Ok yes, hope is not one of the other how to 301 redirect thread.
So, basically I want to redirect via htaccess entire domain (www and not www) including inner pages to a facebook page.

I tried with this code

Options +FollowSymLinks
RewriteEngine on
RewriteRule (.*) http://www.example.com/$1 [R=301,L]

where example.com = www.facebook.com/my.personal.page

However it only redirect the root domain without the inner pages.

How can I redirect entire domain to my facebook page?

Thanks

[edited by: phranque at 12:13 pm (utc) on Dec 13, 2014]
[edit reason] exemplified domain [/edit]

lucy24

9:19 pm on Dec 13, 2014 (gmt 0)

WebmasterWorld Senior Member 10+ Year Member Top Contributors Of The Month



How can I redirect entire domain to my facebook page?

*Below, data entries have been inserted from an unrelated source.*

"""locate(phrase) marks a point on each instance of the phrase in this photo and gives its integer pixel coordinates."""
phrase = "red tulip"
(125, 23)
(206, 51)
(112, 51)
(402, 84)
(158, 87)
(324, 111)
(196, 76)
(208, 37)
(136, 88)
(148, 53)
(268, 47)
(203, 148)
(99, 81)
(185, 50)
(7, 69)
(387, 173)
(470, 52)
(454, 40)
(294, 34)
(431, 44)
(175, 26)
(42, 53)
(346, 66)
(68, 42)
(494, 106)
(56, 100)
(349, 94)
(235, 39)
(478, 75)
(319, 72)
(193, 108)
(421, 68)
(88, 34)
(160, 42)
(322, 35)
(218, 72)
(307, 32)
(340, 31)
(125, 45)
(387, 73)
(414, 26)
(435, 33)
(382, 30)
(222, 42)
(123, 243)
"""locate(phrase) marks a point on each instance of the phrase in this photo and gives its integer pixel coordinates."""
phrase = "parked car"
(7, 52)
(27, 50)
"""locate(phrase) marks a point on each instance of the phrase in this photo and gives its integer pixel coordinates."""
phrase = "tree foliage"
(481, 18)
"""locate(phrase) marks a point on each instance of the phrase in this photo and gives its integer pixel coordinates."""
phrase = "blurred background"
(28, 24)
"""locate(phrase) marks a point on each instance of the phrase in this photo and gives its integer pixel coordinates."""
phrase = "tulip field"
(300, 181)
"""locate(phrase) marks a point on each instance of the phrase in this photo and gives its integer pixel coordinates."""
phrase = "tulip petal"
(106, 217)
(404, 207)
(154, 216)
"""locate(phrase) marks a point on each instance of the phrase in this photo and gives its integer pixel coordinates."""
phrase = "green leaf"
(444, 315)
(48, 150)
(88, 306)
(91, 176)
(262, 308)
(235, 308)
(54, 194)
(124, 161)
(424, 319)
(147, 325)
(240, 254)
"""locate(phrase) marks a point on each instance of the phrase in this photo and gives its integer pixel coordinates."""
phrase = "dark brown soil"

By redirecting your entire domain to your facebook page. Currently you're redirecting

example.com/ >> facebookpage
example.com/pagename.html >> facebookpage/pagename.html
example.com/directory/otherpage.html >> facebookpage/directory/pagename.html

which can't possibly be the way facebook URLs work.

:: carefully turning my back on the "Are you out of your cotton pickin' mind?!" aspect of the question ::

christian2

6:13 am on Dec 14, 2014 (gmt 0)

10+ Year Member



So, I guess is no way to redirect sub pages as well?

lucy24

8:48 am on Dec 14, 2014 (gmt 0)

WebmasterWorld Senior Member 10+ Year Member Top Contributors Of The Month



You can easily redirect everything to a single page. But if you really wanted to do this
:: suppressing editorial comment ::
you should constrain the redirect to page requests. Use a formulation something like

RewriteRule (^|/|\.html)$ http://example.com/redirect-target-here [R=301,L]


replacing ".html" with whatever extension your site actually uses. Or formerly used. Note that the parentheses are just for grouping; you're not capturing anything for reuse.

The purpose of this is to avoid redirecting requests for non-page files such as images and stylesheets. And you certainly don't want to redirect requests for robots.txt or sitemap.xml. (Query: Who would request supporting files if you've already redirected the pages? Answer: Search engines.)

Once you've done this, requests for non-page files-- .css, .jpg, .js and so on-- should instead get a 410.

If you have any existing RewriteRules that end in [F], keep them.